For centuries the Irish have emigrated all over the world and named many of the places where they settled after towns and districts back home. Sizeable contingents from the same county would often flock to a particular area with the result that generations later, many of their descendants would claim to feel a deep connection and identification with the ancestral homeland, even though most may have never visited there themselves.
It’s a fascinating and often under researched topic but one which is to be the subject of a forthcoming two-part documentary due to be aired on Tipp Mid West Radio when the connections between one such place in America and the Premier County are investigated.
Tipperary Hill is a district in the city of Syracuse, in Onondaga County in the state of New York. It’s located roughly 300 miles inland from both New York City and Boston. Simply put, Tipperary Hill is purported to have got its name because of the sheer amount of immigrants who had settled there by 1860, that came not just from Ireland, but from Co. Tipperary.
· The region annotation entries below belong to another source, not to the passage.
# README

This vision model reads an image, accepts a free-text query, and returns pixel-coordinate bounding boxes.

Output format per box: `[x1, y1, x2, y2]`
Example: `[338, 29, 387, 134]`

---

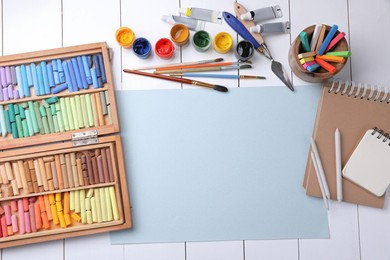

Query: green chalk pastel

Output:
[74, 95, 84, 128]
[4, 110, 12, 133]
[26, 109, 34, 136]
[50, 104, 57, 116]
[65, 97, 75, 130]
[14, 104, 19, 115]
[70, 97, 80, 129]
[22, 119, 30, 137]
[325, 51, 352, 58]
[11, 122, 19, 139]
[30, 102, 44, 134]
[42, 100, 50, 108]
[42, 116, 50, 134]
[45, 96, 58, 104]
[8, 104, 15, 122]
[80, 95, 89, 128]
[97, 92, 107, 115]
[46, 107, 55, 133]
[39, 106, 47, 117]
[57, 111, 65, 132]
[53, 115, 60, 133]
[19, 106, 26, 119]
[85, 94, 95, 126]
[60, 98, 69, 131]
[15, 115, 24, 137]
[28, 101, 39, 133]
Not surprisingly the majority of these immigrants arrived during the Famine, but the programme reveals that numbers also made the journey from Co. Tipperary during the Revolutionary War of the late 1700s and from 1817 onwards with the construction of the Erie Canal. Today, Tipperary Hill is a thriving community with many of its residents extremely conscious and proud of their district’s links to those who arrived from the Premier County. A large number of their descendants have also traced their ancestry back to particular areas with Cashel, Thurles and Upperchurch amongst the locations pinpointed by interviewees to the programme. One Tipperary Hill resident also speaks about being in contact with a cousin in Ballyporeen named Austin McLoughlin.
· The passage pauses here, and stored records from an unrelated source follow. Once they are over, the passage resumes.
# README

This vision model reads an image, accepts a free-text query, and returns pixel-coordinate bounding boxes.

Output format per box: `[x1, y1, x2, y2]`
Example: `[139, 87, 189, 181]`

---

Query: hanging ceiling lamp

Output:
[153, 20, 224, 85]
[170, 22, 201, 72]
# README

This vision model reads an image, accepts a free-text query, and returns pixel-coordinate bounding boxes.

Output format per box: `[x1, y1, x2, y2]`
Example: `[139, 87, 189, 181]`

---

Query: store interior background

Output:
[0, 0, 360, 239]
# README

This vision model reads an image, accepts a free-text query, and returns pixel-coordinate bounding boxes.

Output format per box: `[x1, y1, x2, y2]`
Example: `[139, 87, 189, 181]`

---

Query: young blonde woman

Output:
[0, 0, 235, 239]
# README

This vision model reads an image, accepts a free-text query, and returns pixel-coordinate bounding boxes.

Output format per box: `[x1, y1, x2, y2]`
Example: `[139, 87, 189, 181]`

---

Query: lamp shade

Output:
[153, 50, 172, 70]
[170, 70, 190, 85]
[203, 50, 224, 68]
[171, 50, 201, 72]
In addition to investigating with American contributors what drew these early settlers from Co. Tipperary to the Syracuse area and how they fared when they got there, historians Des Marnane from Tipperary Town and Seamus King in Cashel offer an insight into the kind of place Co. Tipperary was to live, during the first half of the 19th century when the bulk of the emigration was taking place. Des Marnane, well-known for his extensive research into the Famine, also provides some heart wrenching eviction and emigration figures pertinent to the county for the period.
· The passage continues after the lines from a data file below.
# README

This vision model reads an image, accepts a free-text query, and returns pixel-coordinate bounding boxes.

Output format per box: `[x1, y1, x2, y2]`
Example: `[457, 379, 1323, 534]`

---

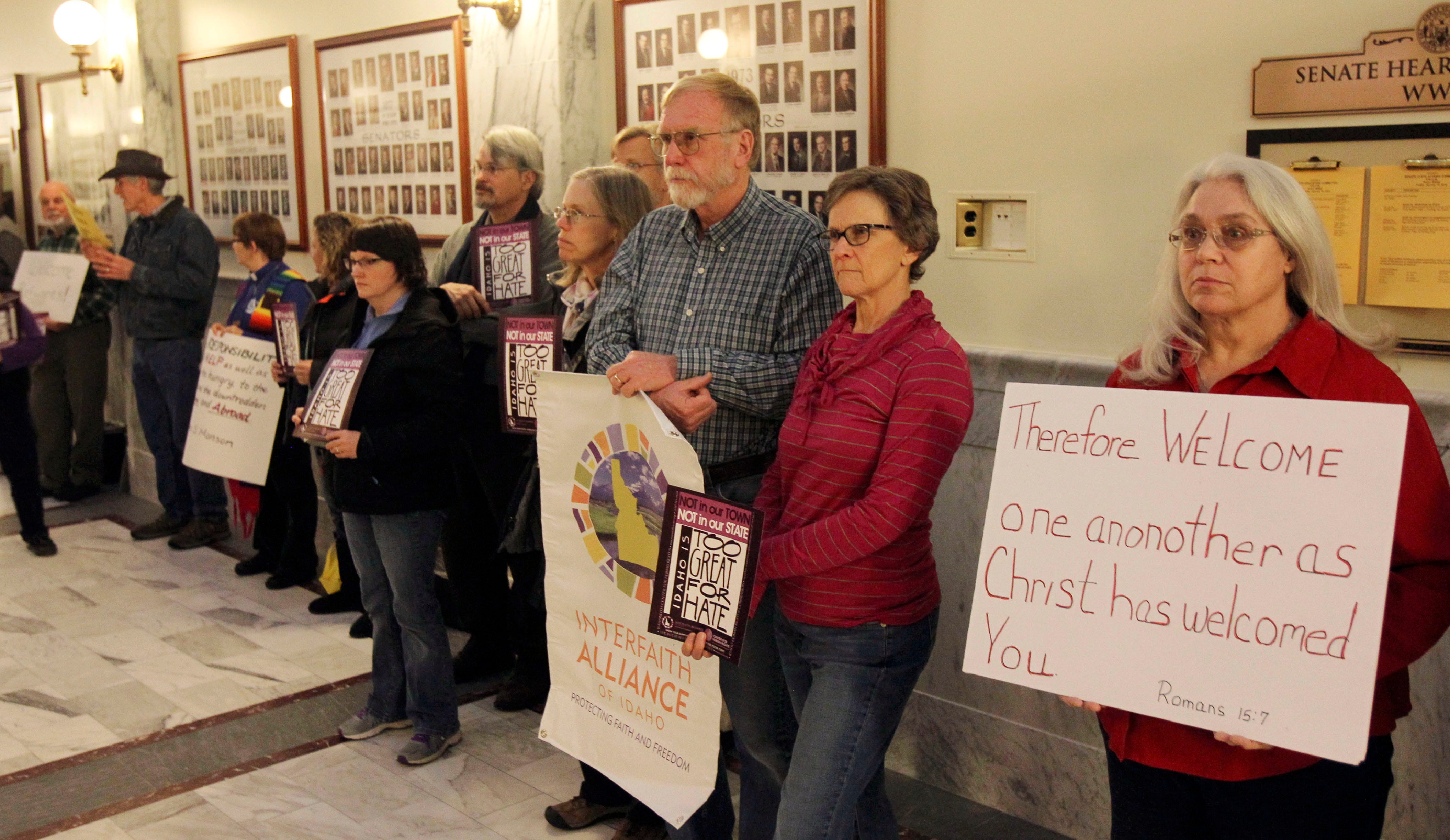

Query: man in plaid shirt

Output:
[589, 72, 841, 840]
[31, 181, 116, 502]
The documentary also sheds light on the discrimination faced by the early Irish in the city of Syracuse and investigates the origins of the famous ‘Upside Down Traffic Light’ in Tipperary Hill, which many link to the ancient practice of stone throwing associated with the Premier County.
AIRING MONDAY 7th
Part one of this revealing documentary entitled ‘Conquering Tipperary Hill’ is due to be aired on Tipp Mid West Radio on Monday next, 7th November at 11.30am. Part two will be broadcast at the same time on the following week. The programmes can be heard outside the county on www.tippmidwestradio.com.